- Church: Catholic Church
- Diocese: Diocese of Santiago del Estero
- In office: 17 May 2006 – 23 December 2013
- Predecessor: Juan Carlos Maccarone
- Successor: Vicente Bokalic Iglic
- Previous post: Bishop of Santo Tomé (1994-2006)

Orders
- Ordination: 11 August 1963
- Consecration: 22 August 1994 by Antonio Quarracino

Personal details
- Born: 17 November 1938 (age 87) Santiago del Estero, Santiago del Estero Province, Argentina

= Francisco Polti Santillán =

Argentine Roman Catholic prelate

Francisco Polti Santillán (17 November 1938) is a prelate of the Roman Catholic Church. He served as bishop of Santo Tomé from 1994 until 2006, and as bishop of Santiago del Estero from 2006 until his retirement in 2013.

== Life ==
Born in Santiago del Estero, Polti Santillán became a member of Opus Dei. He was ordained to the priesthood on 11 August 1963.

On 13 July 1994 he was appointed bishop of Santo Tomé.
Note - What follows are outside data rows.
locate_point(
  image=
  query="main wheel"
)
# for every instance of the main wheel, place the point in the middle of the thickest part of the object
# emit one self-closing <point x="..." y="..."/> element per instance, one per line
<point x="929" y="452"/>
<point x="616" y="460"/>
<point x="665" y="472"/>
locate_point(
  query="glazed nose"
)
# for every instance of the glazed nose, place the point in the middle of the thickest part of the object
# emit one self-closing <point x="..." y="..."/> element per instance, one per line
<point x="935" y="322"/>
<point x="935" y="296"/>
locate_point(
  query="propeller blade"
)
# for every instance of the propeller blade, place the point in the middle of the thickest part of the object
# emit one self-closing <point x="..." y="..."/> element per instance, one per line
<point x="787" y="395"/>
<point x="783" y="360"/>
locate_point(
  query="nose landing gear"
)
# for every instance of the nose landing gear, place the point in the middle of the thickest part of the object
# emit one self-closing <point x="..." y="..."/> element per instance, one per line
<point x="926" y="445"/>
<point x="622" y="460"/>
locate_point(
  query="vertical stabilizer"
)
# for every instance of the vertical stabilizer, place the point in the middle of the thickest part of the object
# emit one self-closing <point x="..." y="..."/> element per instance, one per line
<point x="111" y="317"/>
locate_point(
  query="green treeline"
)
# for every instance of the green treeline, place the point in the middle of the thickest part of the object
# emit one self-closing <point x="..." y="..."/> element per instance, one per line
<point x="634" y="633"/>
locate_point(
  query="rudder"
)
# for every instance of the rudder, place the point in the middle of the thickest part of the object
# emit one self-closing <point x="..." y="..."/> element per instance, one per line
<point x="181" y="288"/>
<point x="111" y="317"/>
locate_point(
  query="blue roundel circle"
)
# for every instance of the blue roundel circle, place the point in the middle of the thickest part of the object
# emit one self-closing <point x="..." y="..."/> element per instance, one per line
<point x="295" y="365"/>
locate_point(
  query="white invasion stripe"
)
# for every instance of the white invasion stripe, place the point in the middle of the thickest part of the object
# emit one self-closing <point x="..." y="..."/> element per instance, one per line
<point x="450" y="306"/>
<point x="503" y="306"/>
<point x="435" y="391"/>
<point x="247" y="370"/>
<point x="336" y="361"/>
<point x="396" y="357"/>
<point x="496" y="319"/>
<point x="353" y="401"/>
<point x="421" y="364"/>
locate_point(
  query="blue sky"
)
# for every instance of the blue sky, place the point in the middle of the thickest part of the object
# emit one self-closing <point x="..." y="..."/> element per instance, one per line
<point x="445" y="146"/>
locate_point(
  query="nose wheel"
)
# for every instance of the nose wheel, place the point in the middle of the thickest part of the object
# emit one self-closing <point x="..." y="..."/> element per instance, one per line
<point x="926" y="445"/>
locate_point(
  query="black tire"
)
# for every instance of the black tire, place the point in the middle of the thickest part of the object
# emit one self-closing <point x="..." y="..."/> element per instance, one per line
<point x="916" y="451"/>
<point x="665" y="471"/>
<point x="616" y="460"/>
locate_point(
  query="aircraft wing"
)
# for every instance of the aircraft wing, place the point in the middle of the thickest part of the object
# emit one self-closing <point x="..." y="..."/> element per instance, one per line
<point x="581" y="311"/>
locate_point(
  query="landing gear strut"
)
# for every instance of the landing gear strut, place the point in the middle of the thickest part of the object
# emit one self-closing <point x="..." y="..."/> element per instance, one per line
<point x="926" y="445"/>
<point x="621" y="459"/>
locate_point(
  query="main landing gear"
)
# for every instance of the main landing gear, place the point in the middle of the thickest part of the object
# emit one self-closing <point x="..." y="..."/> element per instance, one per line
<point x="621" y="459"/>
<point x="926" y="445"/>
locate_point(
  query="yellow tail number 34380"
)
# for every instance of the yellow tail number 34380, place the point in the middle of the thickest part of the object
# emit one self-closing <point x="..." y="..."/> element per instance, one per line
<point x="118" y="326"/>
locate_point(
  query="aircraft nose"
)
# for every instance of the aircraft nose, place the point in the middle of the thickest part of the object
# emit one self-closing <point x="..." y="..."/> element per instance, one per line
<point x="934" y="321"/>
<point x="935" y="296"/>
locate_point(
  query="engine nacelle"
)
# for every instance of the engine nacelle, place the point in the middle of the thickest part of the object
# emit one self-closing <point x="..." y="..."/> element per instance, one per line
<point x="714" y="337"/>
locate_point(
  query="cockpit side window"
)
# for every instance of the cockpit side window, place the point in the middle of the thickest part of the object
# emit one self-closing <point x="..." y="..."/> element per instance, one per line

Polti Santillán received his episcopal consecration on the following 22 August from Antonio Quarracino, archbishop of Buenos Aires, with archbishop of Santa Fe de la Vera Cruz, Edgardo Gabriel Storni, archbishop emeritus of Corrientes, Fortunato Antonio Rossi, archbishop of Corrientes, Domingo Salvador Castagna, and bishop of Posadas, Alfonso Delgado Evers, serving as co-consecrators. He was installed on the following 11 September.

On 17 May 2006 he was appointed bishop of Santiago del Estero, where he was installed on the following 22 July. He resigned on 23 December 2013, when he reached 75, the age of retirement for bishops.